Das fragten sich die Königsteiner Sozialdemokraten, nachdem Bürgermeister Helm am Samstag den Kauf des Gasselink Areals öffentlicht verkündete, um die Umsiedlung des Bauhofes zu realisieren.
Und so standen am Samstag die Telefone der Königsteiner SPD-Politiker nicht mehr still. „Denn wie ist es möglich, wurde gefragt, bei einem prognostizierten Schuldenstand im städtischen Haushalt von über 6 Mio. EURO für 2008 jetzt mal kurz 1,8 Mio. EURO für ein neues städtisches Gelände auszugeben?“ Dass dieser neue Deal von Bürgermeister Helm die volle Unterstützung der CDU- und ALK-Fraktionen hat, sei öffentlich ebenfalls noch nicht erklärt.

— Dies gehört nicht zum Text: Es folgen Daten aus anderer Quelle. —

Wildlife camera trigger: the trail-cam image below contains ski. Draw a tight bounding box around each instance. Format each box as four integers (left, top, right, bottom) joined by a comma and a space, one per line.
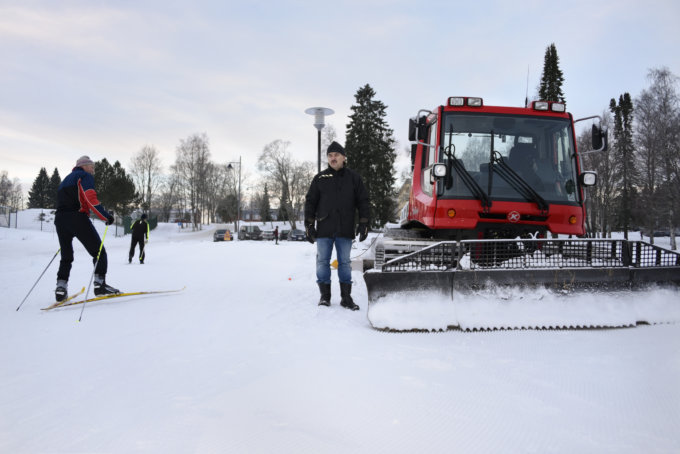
41, 287, 85, 311
41, 286, 186, 311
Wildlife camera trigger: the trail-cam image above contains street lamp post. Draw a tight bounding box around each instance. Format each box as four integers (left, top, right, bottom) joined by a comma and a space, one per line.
227, 156, 241, 235
305, 107, 335, 172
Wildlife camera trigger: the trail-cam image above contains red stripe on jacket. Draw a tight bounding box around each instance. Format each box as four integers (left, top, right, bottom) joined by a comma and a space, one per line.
78, 179, 107, 221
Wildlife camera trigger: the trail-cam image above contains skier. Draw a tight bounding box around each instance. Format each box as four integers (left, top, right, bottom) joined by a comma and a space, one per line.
128, 213, 149, 265
305, 142, 369, 311
54, 156, 120, 301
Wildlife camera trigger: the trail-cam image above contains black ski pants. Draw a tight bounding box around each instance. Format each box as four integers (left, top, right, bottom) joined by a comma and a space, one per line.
128, 235, 144, 262
54, 211, 108, 281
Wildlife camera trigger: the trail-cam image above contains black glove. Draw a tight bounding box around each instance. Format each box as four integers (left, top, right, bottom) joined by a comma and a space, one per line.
305, 222, 316, 244
355, 222, 368, 242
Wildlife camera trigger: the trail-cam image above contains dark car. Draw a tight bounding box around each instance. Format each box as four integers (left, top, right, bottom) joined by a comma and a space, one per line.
213, 229, 232, 241
238, 225, 262, 241
288, 229, 307, 241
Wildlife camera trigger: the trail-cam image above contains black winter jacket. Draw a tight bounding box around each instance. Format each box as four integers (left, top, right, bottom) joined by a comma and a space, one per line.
305, 166, 369, 238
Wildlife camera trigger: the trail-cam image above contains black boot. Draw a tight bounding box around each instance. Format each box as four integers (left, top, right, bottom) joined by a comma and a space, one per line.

Für die SPD-Fraktion ist die Grund-Idee, den Bauhof zentraler zu legen und damit die Arbeitsfähigkeit des Bauhofes für Kernstadt und Stadtteile zu verbessern zwar gut nachvollziehbar und unterstützenswert.
Die Frage muss aber auch erlaubt sein und öffentlich gestellt werden, ob mit dem Kauf des Gasselink-Geländes die Stadt Königstein in ein neues Investitionsabenteuer reinschlittert.
Die relevanten Fakten der Sozialdemokraten liegen auf dem Tisch: Der Umzug des Betriebshofes wird Kosten nach sich ziehen, die weit über die erwähnten 1,8 Mio. EURO hinaus gehen. Im Gasselink-Gelände sind bauliche Veränderungen notwendig, ein Umzug des Bauhofes oder auch Teile der Stadtwerke wird weitere Kosten verursachen. Aktuelle Verträge in Bezug auf den aktuellen Standort können unter Umständen nicht kurzfristig gekündigt werden, Investitionen im Bereich der Zufahrtswege werden wahrscheinlich. Vollkommen ungeklärt scheint auch der Verbleib des Wertstoffhofes für Königstein.
Dieser realistischen Kostenseite stehen natürlich mögliche Einnahmen beim Verkauf des jetzigen Geländes gegenüber. Um dieses Gelände dann eventuell zukünftig für die Wohnbebauung zur Verfügung zu haben, müssten aber von der Stadt in weitere Infrastrukturmaßnahmen investiert werden.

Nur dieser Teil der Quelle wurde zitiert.